The Irish playwright, Oscar Wilde, observed that the heart was made to be broken. Being human ensures that each of us will experience at least one heartbreak in our lives – this heartbreak could even add to the richness of our humanity or sow the seeds for future happiness. In fact, the medical community has long questioned whether heartbreak or its’ frequent companion, severe or chronic physical or emotional stress, can damage the human heart, the muscle responsible for each life sustaining breath.

For millennia, doctors have treated patients with physical ailments suspected to be associated with strong emotion or psychological causes. Such ailments might include headaches, stomach pain or just a general feeling of sickness. But what about the heart? Decades ago, astute Japanese researchers began to note a pattern of a weakened heart muscle, occurring most often in post-menopausal women who have recently undergone physical or emotional stress (1). Described in 1990 as stress cardiomyopathy and dubbed “Takotsubo Syndrome”, the Japanese name for a plant that resembles the affected heart, this condition often presents with chest pain and possible ECG and blood test changes seen with a heart attack. This can definitely present a diagnostic challenge as a patient is wheeled into surgery to undergo a coronary angiogram and an unblocking of diseased arteries, only to find there are no significant blockages at all. In those cases, further investigation will reveal the main pumping chamber of the heart to be weakened, hence the term cardiomyopathy (disease of the heart muscle).

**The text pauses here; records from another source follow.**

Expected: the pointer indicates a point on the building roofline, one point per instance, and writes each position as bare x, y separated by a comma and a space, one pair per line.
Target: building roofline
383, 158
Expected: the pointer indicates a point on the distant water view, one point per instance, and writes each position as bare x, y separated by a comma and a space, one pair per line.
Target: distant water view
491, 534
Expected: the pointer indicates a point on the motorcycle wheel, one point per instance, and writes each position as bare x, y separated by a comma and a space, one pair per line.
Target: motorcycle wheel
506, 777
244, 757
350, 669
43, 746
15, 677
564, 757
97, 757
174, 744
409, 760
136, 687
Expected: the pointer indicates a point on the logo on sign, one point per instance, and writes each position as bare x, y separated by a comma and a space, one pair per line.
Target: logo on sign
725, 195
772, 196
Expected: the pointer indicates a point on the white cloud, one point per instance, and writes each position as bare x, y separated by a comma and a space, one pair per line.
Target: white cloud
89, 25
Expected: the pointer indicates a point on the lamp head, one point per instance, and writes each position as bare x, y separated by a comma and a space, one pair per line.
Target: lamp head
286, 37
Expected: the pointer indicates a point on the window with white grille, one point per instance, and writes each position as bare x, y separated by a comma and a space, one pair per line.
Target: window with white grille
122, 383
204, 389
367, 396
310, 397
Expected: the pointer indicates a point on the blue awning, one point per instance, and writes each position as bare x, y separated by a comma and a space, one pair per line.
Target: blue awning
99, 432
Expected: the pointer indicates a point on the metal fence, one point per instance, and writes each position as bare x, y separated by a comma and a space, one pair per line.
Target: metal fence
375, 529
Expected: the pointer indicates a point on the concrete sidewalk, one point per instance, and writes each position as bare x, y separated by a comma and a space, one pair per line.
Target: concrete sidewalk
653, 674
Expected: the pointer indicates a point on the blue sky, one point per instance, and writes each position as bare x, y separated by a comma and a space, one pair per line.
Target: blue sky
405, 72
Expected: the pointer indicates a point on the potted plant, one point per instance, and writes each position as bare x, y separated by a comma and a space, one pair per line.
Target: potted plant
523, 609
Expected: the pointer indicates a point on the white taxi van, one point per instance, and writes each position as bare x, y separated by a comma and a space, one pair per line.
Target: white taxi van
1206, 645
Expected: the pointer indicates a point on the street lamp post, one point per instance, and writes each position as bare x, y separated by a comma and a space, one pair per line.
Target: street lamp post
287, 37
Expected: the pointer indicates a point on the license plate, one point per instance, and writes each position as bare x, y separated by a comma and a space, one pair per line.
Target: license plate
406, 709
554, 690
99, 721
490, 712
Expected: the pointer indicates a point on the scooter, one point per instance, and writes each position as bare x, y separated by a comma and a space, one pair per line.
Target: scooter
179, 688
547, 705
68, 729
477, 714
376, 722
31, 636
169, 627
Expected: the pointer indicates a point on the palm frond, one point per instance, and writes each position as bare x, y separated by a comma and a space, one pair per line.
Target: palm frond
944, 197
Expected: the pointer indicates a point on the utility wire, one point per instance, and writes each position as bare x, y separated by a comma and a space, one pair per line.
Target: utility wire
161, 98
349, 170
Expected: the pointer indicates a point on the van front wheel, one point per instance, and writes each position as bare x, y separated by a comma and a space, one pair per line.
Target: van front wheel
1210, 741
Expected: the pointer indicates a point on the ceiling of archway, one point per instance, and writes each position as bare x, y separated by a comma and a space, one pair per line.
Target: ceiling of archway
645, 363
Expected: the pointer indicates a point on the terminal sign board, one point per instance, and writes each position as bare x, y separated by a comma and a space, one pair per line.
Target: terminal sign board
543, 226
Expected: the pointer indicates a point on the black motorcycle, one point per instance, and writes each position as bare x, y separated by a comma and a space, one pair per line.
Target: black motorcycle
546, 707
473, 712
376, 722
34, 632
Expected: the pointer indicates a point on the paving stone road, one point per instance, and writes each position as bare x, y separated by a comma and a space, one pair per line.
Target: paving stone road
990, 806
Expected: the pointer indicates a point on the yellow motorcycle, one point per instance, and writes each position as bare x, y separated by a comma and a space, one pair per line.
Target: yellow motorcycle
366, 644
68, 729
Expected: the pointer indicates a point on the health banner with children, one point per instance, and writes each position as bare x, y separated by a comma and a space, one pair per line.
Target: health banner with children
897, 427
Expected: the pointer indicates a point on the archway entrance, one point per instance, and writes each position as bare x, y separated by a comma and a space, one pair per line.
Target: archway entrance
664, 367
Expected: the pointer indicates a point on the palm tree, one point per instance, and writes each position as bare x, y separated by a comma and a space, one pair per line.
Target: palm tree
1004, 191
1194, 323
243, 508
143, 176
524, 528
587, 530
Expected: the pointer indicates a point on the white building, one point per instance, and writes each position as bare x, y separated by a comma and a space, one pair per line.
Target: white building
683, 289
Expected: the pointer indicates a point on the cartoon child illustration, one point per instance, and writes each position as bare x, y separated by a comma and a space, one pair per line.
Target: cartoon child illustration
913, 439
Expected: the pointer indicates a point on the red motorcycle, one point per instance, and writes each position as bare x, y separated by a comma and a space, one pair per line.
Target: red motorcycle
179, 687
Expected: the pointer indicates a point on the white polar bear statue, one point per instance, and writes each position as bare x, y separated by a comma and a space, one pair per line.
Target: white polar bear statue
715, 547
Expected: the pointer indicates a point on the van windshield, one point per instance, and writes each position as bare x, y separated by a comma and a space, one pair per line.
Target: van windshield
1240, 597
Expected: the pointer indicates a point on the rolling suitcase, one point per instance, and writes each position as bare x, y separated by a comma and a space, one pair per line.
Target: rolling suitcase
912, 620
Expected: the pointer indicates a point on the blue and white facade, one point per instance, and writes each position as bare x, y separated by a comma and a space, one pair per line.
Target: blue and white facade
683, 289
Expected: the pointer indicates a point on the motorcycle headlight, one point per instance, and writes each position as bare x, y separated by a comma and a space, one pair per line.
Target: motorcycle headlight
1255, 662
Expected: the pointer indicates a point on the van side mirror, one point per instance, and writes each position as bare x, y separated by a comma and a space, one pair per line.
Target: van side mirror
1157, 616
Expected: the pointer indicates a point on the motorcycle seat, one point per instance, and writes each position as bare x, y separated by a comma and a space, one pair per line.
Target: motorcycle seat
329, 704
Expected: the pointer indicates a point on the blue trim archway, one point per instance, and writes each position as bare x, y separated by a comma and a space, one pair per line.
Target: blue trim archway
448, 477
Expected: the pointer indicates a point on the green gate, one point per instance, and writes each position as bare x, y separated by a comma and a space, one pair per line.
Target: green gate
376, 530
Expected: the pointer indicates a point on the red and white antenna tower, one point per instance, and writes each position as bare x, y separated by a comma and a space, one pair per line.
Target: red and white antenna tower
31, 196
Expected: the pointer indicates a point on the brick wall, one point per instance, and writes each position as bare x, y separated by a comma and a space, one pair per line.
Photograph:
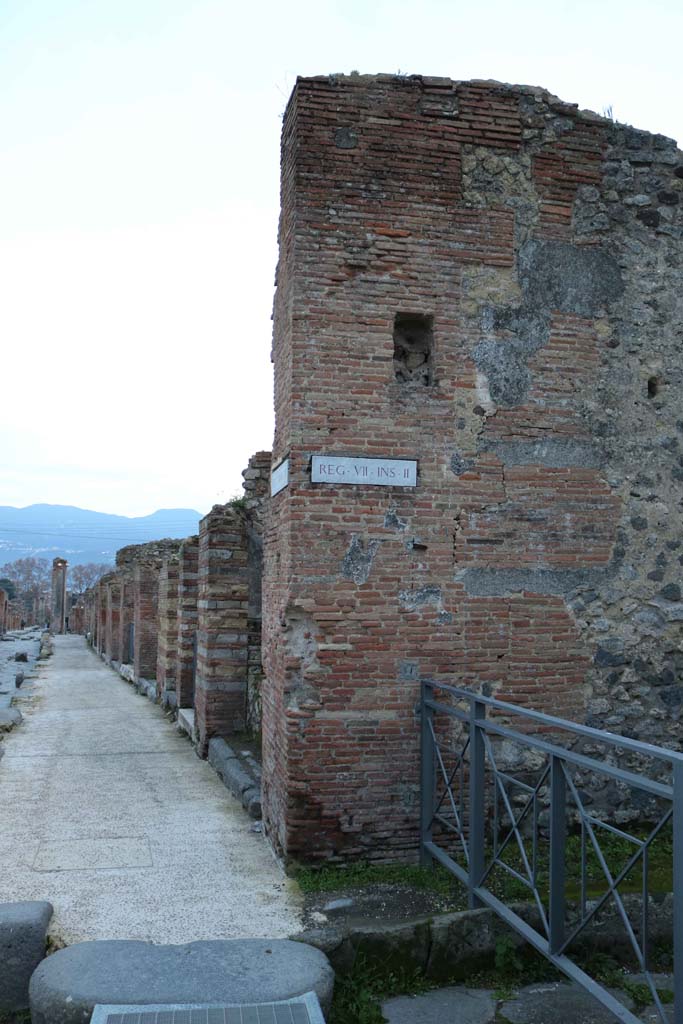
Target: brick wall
186, 622
58, 595
221, 635
257, 489
168, 626
461, 282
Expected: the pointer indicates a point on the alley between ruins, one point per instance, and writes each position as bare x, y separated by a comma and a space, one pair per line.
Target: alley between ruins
108, 813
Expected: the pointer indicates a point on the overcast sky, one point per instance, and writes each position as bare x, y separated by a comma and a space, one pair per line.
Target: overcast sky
139, 197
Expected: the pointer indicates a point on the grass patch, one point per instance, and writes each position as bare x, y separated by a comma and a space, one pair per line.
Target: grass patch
332, 879
358, 995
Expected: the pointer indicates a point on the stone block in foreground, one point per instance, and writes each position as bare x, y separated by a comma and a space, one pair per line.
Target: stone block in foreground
23, 932
68, 985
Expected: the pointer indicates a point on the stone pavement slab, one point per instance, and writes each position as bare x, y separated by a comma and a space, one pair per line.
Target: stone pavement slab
66, 986
23, 931
545, 1003
109, 814
446, 1006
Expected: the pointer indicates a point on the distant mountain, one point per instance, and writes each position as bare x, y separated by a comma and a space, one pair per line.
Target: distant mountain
81, 536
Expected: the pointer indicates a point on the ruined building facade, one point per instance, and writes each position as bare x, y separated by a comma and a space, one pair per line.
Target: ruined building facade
478, 286
477, 469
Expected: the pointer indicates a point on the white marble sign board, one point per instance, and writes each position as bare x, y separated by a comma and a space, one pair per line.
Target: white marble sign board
375, 472
280, 477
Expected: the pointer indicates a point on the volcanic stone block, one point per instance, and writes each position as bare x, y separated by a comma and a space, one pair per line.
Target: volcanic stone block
23, 931
66, 987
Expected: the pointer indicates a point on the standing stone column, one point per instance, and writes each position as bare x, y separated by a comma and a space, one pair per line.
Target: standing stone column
58, 597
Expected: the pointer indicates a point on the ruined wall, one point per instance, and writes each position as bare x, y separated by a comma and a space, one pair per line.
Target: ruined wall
220, 682
484, 280
186, 622
257, 486
167, 652
146, 561
58, 595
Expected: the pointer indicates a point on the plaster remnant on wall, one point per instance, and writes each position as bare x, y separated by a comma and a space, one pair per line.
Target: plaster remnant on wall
302, 644
414, 599
483, 393
502, 583
357, 561
503, 369
555, 454
577, 280
553, 276
393, 521
460, 465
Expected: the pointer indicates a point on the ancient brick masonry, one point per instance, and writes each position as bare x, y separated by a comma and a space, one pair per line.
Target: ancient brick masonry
145, 605
221, 635
228, 634
485, 280
167, 652
186, 619
58, 595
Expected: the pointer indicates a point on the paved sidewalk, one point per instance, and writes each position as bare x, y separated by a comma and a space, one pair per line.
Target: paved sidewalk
108, 813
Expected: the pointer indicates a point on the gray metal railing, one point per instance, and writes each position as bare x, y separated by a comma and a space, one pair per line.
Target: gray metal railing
478, 813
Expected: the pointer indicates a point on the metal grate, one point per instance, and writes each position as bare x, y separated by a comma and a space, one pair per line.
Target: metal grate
302, 1010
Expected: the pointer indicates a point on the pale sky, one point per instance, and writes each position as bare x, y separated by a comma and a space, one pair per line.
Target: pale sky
139, 147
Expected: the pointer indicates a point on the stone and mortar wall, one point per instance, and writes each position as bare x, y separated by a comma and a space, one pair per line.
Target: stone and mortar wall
186, 622
145, 571
539, 250
58, 595
257, 491
168, 627
222, 603
227, 691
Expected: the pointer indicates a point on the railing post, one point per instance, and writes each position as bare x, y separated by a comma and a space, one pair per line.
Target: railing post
427, 765
558, 833
477, 793
678, 892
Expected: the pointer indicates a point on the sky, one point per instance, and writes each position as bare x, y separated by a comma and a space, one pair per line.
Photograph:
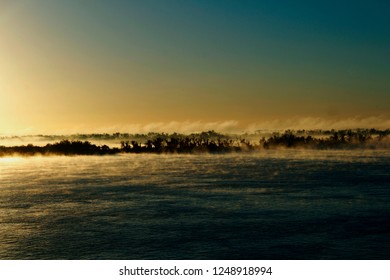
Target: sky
103, 66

As stated, mostly older women are affected; one study reported nearly 90% female with an average age of nearly 67. Interestingly, and in keeping with the stress component of the cardiomyopathy, higher rates of neurologic or psychiatric disorders (55.8%) were reported in the group with this condition versus the 25.7% presenting with true heart attacks (2).

The good news? Stress cardiomyopathy is often treatable with common heart medications and has excellent prospects for a full recovery, perhaps in excess of 90% (2). And although the mind-body connection continues to challenge medical professionals, it does provide a certain amount of insight into overall health and the ability to diagnose and treat certain ailments.


1) Kazuo Komamura et al., Takotsubo Cardiomyopathy: Pathophysiology, diagnosis and treatment. World Journal of Cardiology. July 26, 2014. 

2) Christian Templin et al., Clinical Features ad Outcomes of Takotsubo (Stress) Cardiomyopathy. The New England Journal of Medicine. September 3, 2015.